David majored in God. He saw the giant, mind you; he just saw God more so. Look carefully at David’s battle cry:
“You come to me with a _______, with a _______, and with a _______. But I come to you in the ________, the God of the armies of Israel” (17:45 NIV).
Note the plural noun—armies of Israel. Armies? The common observer sees only one army of Israel. Not David. He saw the Allies on D-day: platoons of angels and infantries of saints, the weapons of the wind and the forces of the earth. God could pelt the enemy with hail as he did for Moses, collapse walls as he did for Joshua, stir thunder as he did for Samuel.
David saw the armies of God.
And because he did, David hurried and ran toward the army to meet the Philistine.
David’s brothers covered their eyes, both in fear and embarrassment. Saul sighed as the young Hebrew raced to certain death. Goliath threw back his head in laughter, just enough to shift his helmet and expose a square inch of forehead flesh. David spotted the target and seized the moment. The sound of the swirling sling was the only sound in the valley.
Ssshhhww. Ssshhhww. Ssshhhww.
The stone torpedoed into the skull; Goliath’s eyes crossed and legs buckled. He crumpled to the ground and died. David ran over and yanked Goliath’s sword from its sheath, shish-kebabed the Philistine, and cut off his head.
You might say that David knew how to get a head of his giant.
When was the last time you did the same? How long since you ran toward your challenge? We tend to retreat, duck behind a desk of work, or crawl into a nightclub of distraction, or a bed of forbidden love. For a moment, a day, or a year, we feel safe, insulated, anesthetized, but then the work runs out, the liquor wears off, or the lover leaves, and we hear Goliath again.
Booming.
Bombastic.
It is like the armor that King Saul tried to offer David. A shield for David to hide behind, armor to cover him. But these attempts at protection were just that—only fatal attempts. David had to change his tactic. He had to face the giant head on. No hiding. No trying to pretend like he was someone he was not. No false display of bravery while shaking in his boots. He had to stand on the promises of God and face Goliath with boldness.
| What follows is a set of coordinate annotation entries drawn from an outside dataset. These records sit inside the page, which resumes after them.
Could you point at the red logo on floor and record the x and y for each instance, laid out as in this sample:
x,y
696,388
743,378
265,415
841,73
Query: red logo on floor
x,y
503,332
And he took down that giant. It is time we do the same.
Like David, rush your giant with a God-saturated soul. Amplify God and minimize Goliath. Download some of heaven’s unshakable resolve. Giant of divorce, you are not entering my home! Giant of depression? It may take a lifetime, but you won’t conquer me. Giant of alcohol, bigotry, abuse, insecurity . . . you are going down. How long since you loaded your sling and took a swing at your giant?
Too long, you say? Then David is your model. God called him “a man after my own heart” (Acts 13:22 NIV). He gave the appellation to no one else. Not Abraham or Moses or Joseph. He called Paul an apostle, John his beloved, but neither was tagged a man after God’s own heart.
It is not just you and Goliath. You are not alone in your struggles. Lay claim to this great and powerful promise. The next time you hear the bully of the valley snort and strut, you remind yourself and him of the promise in 1 Samuel 17:47: “This battle belongs to the Lord.” And then with a boldness like David’s, make your own promise:
I will battle in the name of the Lord Almighty!
Questions for Reflection:
Name the biggest giant you are facing right now. Marital difficulties? A financial crisis? A scary report from your doctor? Give your giant a name.
Remember, this battle belongs to the Lord. How does this promise affect your thoughts, your words, your actions
What are five smooth stones you can use to defeat the giants in your life?